Reputation: 703
Three columns of my data.frame
contain subjects. I want to subset this data.frame
for different subjects. E.g. if I want to have a data.frame
with the subject "apple", the row should be selected if the word "apple" appears in one of the three columns.
doc <- c("blabla1", "blabla2", "blabla3", "blabla4")
subj.1 <- c("apple", "prune", "coconut", "berry")
subj.2 <- c("coconut", "apple", "cherry", "banana and prune")
subj.3 <- c("berry", "banana", "apple and berry", "pear", "prune")
subjects <- c("apple", "prune", "coconut", "berry", "cherry", "pear", "banana")
mydf <- data.frame(doc, subj.1, subj.2, subj.3, stringsAsFactors=FALSE)
mydf
# doc subj.1 subj.2 subj.3
# 1 blabla1 apple coconut berry
# 2 blabla2 prune apple banana
# 3 blabla3 coconut cherry apple and berry
# 4 blabla4 berry banana and prune pear
the output for subject "apple" should look like this:
# doc subj.1 subj.2 subj.3
# 1 blabla1 apple coconut berry
# 2 blabla2 prune apple banana
# 3 blabla3 coconut cherry apple and berry
EDIT1: In addition, let's say i have about 200 different subjects and therefor I want 200 different data.frames. How could I do that?
I tried a loop approach:
mylist <- vector('list', length(subjects))
for(i in 1:length(subjects)) {
pattern <- subjects[i]
filter <- grepl(pattern, ignore.case=T, mydf$subj.1)
grepl(pattern, ignore.case=T, mydf$subj.2)
grepl(pattern, ignore.case=T, mydf$subj.3)
subDF <- panel[filter,]
mylist[[i]] <- subDF
}
but there's the error:
Error in grepl(pattern, ignore.case = T, panel$SUBJECT.1) :
invalid regular expression 'C++ PROGRAMMING', reason 'Invalid use of repetition operators'
EDIT2: oh I see, in the original data.frame, one of the subjects is "C++ PROGRAMMING". Might that "++" cause the error?
Upvotes: 0
Views: 164
Reputation: 57220
You can use grepl
function :
pattern <- 'apple'
filter <- grepl(pattern, ignore.case=T, mydf$subj.1) |
grepl(pattern, ignore.case=T, mydf$subj.2) |
grepl(pattern, ignore.case=T, mydf$subj.3)
subDF <- mydf[filter,]
> subDF
doc subj.1 subj.2 subj.3
1 blabla1 apple coconut berry
2 blabla2 prune apple banana
3 blabla3 coconut cherry apple and berry
EDIT :
About your question on for-loop, I don't see any problem in using it, and I doubt using a apply-family function would give many benefits in term of execution time.

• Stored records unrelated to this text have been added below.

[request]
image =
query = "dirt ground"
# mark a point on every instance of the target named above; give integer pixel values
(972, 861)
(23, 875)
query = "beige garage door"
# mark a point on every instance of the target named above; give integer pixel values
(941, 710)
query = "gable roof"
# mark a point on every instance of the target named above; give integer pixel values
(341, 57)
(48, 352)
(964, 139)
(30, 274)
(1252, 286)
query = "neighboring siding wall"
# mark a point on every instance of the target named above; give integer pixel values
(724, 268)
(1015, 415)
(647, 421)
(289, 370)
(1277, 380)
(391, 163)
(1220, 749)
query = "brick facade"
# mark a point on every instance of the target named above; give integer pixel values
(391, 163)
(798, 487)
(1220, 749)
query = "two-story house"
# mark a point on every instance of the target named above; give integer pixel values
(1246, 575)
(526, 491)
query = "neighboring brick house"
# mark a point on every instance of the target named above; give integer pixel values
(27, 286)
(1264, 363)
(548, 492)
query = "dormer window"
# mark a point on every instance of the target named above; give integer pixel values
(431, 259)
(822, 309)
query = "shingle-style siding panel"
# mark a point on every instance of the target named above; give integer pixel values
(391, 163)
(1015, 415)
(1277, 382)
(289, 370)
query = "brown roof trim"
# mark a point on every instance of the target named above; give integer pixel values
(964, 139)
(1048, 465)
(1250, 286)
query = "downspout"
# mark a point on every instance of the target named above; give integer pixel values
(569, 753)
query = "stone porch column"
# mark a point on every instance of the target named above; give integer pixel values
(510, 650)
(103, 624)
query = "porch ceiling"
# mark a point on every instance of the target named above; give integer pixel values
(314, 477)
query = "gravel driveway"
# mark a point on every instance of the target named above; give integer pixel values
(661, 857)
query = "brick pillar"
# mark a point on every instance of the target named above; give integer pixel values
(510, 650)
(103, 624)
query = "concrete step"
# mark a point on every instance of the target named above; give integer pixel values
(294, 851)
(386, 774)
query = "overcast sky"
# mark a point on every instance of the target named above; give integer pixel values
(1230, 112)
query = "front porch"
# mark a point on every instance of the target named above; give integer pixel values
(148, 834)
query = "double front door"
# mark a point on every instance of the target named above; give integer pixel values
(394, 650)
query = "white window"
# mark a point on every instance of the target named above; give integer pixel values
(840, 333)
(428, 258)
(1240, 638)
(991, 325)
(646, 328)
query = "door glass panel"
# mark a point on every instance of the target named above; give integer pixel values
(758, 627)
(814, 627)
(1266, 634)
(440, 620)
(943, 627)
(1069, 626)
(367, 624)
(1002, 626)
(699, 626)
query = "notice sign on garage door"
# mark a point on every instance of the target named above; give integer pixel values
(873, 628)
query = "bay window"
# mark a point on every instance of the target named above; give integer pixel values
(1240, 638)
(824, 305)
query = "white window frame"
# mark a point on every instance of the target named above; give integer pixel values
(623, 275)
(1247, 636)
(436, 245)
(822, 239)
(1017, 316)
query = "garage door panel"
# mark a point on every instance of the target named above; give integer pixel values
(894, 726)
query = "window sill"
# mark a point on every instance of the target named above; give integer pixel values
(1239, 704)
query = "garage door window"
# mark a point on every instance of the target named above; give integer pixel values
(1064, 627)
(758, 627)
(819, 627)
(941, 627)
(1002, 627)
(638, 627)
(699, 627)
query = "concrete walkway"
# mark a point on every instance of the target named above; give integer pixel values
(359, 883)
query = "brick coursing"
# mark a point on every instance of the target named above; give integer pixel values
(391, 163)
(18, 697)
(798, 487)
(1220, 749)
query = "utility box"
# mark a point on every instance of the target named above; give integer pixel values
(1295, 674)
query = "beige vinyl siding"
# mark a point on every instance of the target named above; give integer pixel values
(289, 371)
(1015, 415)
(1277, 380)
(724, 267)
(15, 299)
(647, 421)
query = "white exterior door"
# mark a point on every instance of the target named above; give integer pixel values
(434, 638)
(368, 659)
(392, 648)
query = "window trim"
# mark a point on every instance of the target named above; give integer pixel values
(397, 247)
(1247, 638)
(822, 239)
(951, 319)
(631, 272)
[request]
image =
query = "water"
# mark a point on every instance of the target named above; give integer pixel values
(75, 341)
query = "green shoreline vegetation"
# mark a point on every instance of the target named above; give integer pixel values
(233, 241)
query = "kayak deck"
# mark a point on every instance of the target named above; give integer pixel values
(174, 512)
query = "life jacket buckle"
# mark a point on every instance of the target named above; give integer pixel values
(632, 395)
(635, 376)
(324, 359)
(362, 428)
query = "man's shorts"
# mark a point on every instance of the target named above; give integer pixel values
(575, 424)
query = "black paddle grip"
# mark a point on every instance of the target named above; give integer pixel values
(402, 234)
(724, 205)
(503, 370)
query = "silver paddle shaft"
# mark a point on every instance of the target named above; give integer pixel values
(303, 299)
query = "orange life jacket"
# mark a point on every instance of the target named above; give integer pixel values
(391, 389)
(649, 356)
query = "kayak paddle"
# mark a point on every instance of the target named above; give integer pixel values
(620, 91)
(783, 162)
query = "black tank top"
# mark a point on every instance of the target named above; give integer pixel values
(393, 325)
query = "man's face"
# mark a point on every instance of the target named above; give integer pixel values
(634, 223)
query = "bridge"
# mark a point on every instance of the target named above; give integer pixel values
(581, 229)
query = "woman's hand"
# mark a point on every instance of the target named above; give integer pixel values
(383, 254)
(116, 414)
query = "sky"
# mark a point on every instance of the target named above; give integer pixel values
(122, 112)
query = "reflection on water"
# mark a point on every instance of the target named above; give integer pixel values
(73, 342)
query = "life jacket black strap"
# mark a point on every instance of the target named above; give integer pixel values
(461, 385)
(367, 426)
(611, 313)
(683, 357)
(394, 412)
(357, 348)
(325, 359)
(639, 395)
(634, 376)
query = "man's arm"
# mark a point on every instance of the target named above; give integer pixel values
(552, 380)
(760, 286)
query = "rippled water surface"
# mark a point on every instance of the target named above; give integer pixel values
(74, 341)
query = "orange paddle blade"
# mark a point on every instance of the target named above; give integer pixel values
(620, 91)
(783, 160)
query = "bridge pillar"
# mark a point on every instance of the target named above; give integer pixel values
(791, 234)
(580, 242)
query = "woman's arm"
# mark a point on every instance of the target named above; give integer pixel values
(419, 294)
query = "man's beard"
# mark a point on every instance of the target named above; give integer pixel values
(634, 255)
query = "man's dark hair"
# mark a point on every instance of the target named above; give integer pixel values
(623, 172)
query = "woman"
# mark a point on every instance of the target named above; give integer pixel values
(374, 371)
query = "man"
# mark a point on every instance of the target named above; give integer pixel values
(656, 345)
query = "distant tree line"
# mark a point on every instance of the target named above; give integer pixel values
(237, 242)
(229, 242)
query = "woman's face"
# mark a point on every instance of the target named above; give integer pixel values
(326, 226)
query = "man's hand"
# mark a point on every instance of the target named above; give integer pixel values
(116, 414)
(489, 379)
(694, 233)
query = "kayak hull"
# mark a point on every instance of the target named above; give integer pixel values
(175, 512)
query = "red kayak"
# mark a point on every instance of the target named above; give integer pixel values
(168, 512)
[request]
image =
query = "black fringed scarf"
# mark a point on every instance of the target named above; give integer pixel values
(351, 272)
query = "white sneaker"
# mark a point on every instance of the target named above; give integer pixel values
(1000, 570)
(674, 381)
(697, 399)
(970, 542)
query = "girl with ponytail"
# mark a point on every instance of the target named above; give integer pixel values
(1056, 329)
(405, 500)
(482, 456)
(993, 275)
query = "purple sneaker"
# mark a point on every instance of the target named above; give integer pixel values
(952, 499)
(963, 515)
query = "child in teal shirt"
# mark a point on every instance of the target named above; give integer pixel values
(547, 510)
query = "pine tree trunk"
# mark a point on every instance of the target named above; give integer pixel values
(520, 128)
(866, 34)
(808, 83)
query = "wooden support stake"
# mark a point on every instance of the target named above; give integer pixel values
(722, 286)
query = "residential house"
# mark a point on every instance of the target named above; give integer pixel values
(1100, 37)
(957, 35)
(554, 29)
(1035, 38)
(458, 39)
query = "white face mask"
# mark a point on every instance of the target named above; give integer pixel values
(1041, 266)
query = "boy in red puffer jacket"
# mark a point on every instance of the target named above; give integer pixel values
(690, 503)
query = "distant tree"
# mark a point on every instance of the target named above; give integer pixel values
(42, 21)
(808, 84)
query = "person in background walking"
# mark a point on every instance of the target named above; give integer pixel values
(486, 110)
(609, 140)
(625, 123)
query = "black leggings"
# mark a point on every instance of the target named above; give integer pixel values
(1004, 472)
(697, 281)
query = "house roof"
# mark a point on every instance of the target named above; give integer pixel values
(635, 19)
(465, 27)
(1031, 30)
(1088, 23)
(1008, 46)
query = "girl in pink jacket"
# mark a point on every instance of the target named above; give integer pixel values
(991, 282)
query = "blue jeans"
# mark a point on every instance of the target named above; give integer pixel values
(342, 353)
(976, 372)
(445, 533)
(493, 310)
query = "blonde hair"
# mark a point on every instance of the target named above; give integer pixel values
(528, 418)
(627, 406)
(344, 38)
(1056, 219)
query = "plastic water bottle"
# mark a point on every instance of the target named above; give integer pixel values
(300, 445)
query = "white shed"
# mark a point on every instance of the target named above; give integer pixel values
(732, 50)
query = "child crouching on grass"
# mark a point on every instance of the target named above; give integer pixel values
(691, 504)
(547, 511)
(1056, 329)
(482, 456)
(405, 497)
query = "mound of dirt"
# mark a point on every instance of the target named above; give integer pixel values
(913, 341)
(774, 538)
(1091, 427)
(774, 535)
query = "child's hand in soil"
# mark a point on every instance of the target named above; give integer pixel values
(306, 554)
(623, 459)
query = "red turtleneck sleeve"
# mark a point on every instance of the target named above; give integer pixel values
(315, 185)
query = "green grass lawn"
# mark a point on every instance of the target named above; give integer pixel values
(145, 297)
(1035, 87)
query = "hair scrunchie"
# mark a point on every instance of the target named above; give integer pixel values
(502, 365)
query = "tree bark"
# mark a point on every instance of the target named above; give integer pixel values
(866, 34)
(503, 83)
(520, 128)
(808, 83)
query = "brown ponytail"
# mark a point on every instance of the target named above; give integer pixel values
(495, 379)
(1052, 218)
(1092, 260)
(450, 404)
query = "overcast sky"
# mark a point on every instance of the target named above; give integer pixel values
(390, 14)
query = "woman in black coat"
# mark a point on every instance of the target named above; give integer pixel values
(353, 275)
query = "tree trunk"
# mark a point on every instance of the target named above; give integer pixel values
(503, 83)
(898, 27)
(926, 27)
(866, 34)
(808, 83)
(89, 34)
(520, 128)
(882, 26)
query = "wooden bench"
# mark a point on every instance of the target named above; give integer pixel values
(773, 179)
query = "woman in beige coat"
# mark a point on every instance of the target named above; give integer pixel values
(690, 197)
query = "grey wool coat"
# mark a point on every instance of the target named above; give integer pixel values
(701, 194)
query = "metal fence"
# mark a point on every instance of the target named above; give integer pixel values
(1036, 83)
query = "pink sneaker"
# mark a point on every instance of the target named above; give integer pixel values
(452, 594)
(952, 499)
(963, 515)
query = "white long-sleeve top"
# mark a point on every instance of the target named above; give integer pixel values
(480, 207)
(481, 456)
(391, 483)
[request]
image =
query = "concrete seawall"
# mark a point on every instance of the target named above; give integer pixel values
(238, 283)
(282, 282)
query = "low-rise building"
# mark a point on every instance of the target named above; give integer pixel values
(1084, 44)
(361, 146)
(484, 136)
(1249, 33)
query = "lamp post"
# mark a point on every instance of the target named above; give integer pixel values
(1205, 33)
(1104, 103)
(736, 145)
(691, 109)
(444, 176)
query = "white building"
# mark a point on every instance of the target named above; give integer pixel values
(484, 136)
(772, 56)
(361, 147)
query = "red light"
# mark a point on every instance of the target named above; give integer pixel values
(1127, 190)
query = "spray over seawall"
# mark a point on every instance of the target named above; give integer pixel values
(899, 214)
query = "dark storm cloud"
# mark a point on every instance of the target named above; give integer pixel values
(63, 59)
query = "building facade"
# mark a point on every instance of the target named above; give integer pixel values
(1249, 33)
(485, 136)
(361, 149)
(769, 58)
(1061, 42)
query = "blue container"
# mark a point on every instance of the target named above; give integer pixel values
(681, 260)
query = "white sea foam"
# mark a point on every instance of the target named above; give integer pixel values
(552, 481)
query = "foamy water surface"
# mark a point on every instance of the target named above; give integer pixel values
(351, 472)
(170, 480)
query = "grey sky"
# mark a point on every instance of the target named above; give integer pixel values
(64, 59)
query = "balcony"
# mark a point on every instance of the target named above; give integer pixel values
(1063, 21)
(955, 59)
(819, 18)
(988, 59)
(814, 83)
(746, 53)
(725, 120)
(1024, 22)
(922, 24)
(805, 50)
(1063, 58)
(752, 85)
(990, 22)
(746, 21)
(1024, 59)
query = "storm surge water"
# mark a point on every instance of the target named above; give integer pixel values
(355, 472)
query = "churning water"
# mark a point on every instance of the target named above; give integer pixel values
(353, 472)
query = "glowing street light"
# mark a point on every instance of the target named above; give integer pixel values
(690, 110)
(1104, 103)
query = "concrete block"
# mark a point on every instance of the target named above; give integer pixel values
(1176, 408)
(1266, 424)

For the error, the problem is that the string pattern passed to grepl
has to be a valid regular expression but '+'
is a special character and so '++'
is not allowed.
Anyway, if you just want to check if the subject string is contained in the column, you can disable the regular expression engine by setting the grepl
argument fixed=TRUE
(
this means pattern is a string to be matched as is).
The only drawback is that ignore.case
cannot be used with fixed = TRUE
.
Upvotes: 2